How can you currently own a buy to let and not pay Higher Stamp Duty Land Tax?


Higher Stamp Duty Land Tax – the scenario

One of our clients, Mr R, owns a single property that is currently let. Mr R. will not be selling the existing property when he purchases a new home.

This makes the new purchase subject to £10,500 in Higher Stamp Duty Land Tax (an extra 3% on the bill).

Mr R. was expecting to sell the currently owned property within three years to then claim back the Higher Stamp Duty Land Tax.

However, the facility to claim back Higher Stamp Duty Land Tax is an allowance based on the taxpayer replacing a ‘main residence’.

In this case Mr R. is not resident in the property that he currently owns. Where does that leave him in claiming back the Higher Stamp Duty Land Tax?

Mr R. did not know, his solicitors were less then useful, telling us ‘I believe that the window for selling the property is 18 months rather than 3 years’.

So we went direct to the ‘horse’s mouth’

Our source document

HM Revenue and Customs | Stamp Duty Land Tax: higher rates for purchases of additional residential properties | Guidance Note 16 March 2016

It took us a while to find what we were looking for, but we eventually seem to have found the key passage that Mr R. wanted to hear.

Paragraph 3.25

‘There is a replacement of a main residence if, at the time of a purchase, the transaction was a higher rates transaction and in the subsequent three years, the purchaser sells a previous main residence. The previous main residence must have been the main residence of the purchaser at some time during the three years before the purchase of the new main residence.’
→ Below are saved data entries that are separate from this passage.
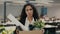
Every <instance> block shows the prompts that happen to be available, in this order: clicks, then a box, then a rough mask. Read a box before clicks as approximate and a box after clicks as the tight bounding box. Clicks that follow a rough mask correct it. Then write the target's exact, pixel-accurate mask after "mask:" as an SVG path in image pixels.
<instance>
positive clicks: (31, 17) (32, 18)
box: [16, 3, 39, 34]
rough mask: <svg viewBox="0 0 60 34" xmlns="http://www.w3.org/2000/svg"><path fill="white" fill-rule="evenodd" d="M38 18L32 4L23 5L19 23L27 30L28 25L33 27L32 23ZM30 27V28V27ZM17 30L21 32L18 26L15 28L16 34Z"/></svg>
mask: <svg viewBox="0 0 60 34" xmlns="http://www.w3.org/2000/svg"><path fill="white" fill-rule="evenodd" d="M38 19H39V17H38V13H37V10H36V8H35V7H34V5H32V4H30V3H29V4H26V5H24V7H23V9H22V12H21V16H20V20H19V21H20V22H21V23H22V24H23V25H24V26H26V27H28V28H29V25H30V24H31V25H33V23H34V21H36V20H38ZM30 27H32V26H30ZM29 29H30V30H32V29H33V27H32V28H29ZM18 30H22V28H21V27H20V26H19V27H17V30H16V33H17V34H18V32H17V31H18Z"/></svg>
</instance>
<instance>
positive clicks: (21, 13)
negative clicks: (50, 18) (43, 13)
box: [20, 3, 39, 21]
mask: <svg viewBox="0 0 60 34" xmlns="http://www.w3.org/2000/svg"><path fill="white" fill-rule="evenodd" d="M27 6H31V7H32V9H33V18H34V20H36V19H39V16H38V12H37V10H36V8H35V6H34V5H32V4H30V3H28V4H26V5H24V7H23V9H22V12H21V16H20V17H21V18H20V21H24V20H25V18H26V17H27V15H26V11H25V8H26V7H27Z"/></svg>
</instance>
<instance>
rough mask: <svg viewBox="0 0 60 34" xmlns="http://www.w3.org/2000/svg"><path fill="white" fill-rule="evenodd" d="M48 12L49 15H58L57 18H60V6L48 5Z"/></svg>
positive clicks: (51, 15) (48, 15)
mask: <svg viewBox="0 0 60 34" xmlns="http://www.w3.org/2000/svg"><path fill="white" fill-rule="evenodd" d="M47 13H48V16H49V17H53V16H56V17H57V18H60V6H53V7H48V12H47Z"/></svg>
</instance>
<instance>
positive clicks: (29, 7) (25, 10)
mask: <svg viewBox="0 0 60 34" xmlns="http://www.w3.org/2000/svg"><path fill="white" fill-rule="evenodd" d="M25 11H26V14H27V16H29V17H32V16H33V9H32V7H31V6H26V8H25Z"/></svg>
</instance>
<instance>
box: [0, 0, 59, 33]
mask: <svg viewBox="0 0 60 34" xmlns="http://www.w3.org/2000/svg"><path fill="white" fill-rule="evenodd" d="M26 3H31V4H33V5H34V6H35V7H36V9H37V11H38V14H39V16H40V15H41V14H42V15H47V16H45V17H48V18H49V19H50V18H51V19H52V18H53V20H50V22H52V21H53V22H56V23H53V22H52V23H49V22H48V23H46V24H50V25H51V24H52V25H55V26H58V27H59V26H60V0H0V23H1V22H2V21H4V18H6V16H8V15H9V14H10V13H11V14H12V15H13V16H15V17H16V18H18V17H19V16H20V14H21V11H22V8H23V6H24V5H25V4H26ZM4 15H5V16H4ZM48 18H46V19H48ZM49 19H48V20H49ZM48 20H47V21H48ZM54 20H55V21H54ZM58 22H59V23H58ZM57 23H58V24H57ZM57 29H58V30H56V32H57V34H60V27H59V28H57Z"/></svg>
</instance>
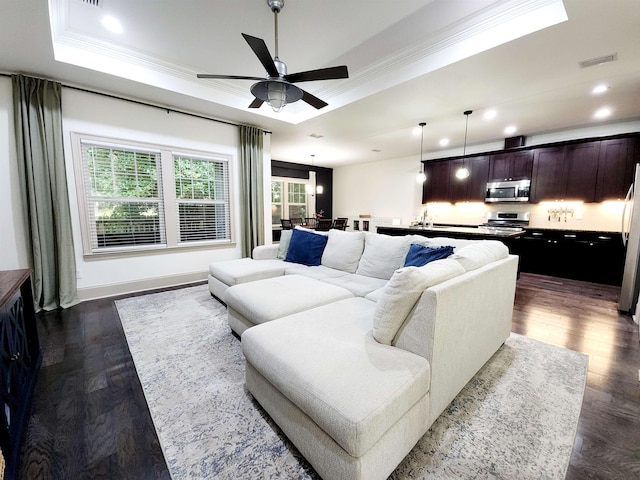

Mr R. client has lived in the buy to let in the three years before the proposed date of the new purchase. He intends to sell the original property within a three year period after the new purchase.

Mr R. client appears to meet the criteria to claim back the Higher Stamp Duty Land Tax even though the property he will dispose of is currently a ‘buy to let’.*

*You should not use this article as a guide to your own tax position and every purchaser should rely on their own legal representation to advise them correctly on SDLT legislation.